Thomas Gainsborough – English painter
Thomas Gainsborough FRSA (14 May 1727 (baptised) – 2 August 1788) was an English portrait and landscape painter, draughtsman, and printmaker. Along with his bitter rival Sir Joshua Reynolds, he is considered one of the most important British portrait artists of the second half of the 18th century.
He painted quickly, and the works of his maturity are characterised by a light palette and easy strokes. Despite being a prolific portrait painter, Gainsborough gained greater satisfaction from his landscapes.
He is credited (with Richard Wilson) as the originator of the 18th-century British landscape school. Gainsborough was a founding member of the Royal Academy.
Youth and training
He was born in Sudbury, Suffolk, the youngest son of John Gainsborough, a weaver and maker of woolen goods, and his wife, the sister of the Reverend Humphry Burroughs. One of Gainsborough’s brothers, Humphrey, had a faculty for mechanics and was said to have invented the method of condensing steam in a separate vessel, which was of great service to James Watt; another brother, John, was known as Scheming Jack because of his passion for designing curiosities.
The artist spent his childhood at what is now Gainsborough’s House, on Gainsborough Street. He later resided there, following the death of his father in 1748 and before his move to Ipswich. The original building still survives and is now a house dedicated to his life and art.

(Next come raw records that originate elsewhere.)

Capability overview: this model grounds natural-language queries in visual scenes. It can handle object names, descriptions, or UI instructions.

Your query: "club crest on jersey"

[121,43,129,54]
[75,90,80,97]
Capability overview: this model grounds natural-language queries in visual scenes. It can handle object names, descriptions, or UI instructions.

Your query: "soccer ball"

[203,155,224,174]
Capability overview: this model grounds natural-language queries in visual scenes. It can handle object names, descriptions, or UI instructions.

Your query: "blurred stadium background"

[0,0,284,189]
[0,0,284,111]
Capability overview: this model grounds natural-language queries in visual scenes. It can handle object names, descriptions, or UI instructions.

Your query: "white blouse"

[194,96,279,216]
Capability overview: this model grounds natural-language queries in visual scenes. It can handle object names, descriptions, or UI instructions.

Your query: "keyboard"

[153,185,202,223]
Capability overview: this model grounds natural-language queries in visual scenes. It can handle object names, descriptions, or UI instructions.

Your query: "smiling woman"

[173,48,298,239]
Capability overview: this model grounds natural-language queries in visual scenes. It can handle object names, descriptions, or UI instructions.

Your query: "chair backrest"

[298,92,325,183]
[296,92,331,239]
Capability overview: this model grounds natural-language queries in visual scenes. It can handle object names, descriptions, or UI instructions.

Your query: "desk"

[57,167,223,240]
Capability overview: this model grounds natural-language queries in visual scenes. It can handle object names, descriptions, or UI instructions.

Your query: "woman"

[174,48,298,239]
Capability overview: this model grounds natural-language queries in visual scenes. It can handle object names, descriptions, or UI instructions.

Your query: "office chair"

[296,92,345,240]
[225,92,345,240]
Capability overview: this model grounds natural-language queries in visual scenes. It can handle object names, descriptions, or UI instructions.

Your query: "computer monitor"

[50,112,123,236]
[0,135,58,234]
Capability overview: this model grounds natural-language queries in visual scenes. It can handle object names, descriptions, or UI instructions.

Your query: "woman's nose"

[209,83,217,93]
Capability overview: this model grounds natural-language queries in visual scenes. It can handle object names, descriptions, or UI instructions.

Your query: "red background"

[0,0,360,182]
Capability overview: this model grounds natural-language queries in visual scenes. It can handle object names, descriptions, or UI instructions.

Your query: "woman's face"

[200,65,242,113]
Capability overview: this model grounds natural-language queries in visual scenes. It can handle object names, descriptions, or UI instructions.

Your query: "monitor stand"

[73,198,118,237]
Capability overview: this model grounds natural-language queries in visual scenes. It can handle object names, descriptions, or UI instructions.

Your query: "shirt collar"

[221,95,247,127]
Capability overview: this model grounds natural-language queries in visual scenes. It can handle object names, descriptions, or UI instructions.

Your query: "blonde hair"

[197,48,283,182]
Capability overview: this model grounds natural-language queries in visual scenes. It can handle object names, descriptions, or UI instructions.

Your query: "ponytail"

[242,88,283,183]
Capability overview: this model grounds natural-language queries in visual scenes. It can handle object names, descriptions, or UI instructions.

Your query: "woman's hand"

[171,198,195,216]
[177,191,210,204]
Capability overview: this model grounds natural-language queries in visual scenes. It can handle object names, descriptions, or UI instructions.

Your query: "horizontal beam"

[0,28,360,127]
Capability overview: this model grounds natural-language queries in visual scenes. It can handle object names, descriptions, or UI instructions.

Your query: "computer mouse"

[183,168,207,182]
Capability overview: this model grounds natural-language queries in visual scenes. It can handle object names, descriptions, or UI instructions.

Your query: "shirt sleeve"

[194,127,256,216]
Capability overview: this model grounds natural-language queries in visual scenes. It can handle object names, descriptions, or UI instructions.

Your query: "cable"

When he was still a boy he impressed his father with his drawing and painting skills, and he almost certainly had painted heads and small landscapes by the time he was ten years old, including a miniature self-portrait.
Gainsborough was allowed to leave home in 1740 to study art in London, where he trained under engraver Hubert Gravelot but became associated with William Hogarth and his school. He assisted Francis Hayman in the decoration of the supper boxes at Vauxhall Gardens and contributed to the decoration of what is now the Thomas Coram Foundation for Children.
In 1746, Gainsborough married Margaret Burr, an illegitimate daughter of the Duke of Beaufort, who settled a £200 annuity on them. The artist’s work, then mostly consisting of landscape paintings, was not selling well. He returned to Sudbury in 1748–1749 and concentrated on painting portraits.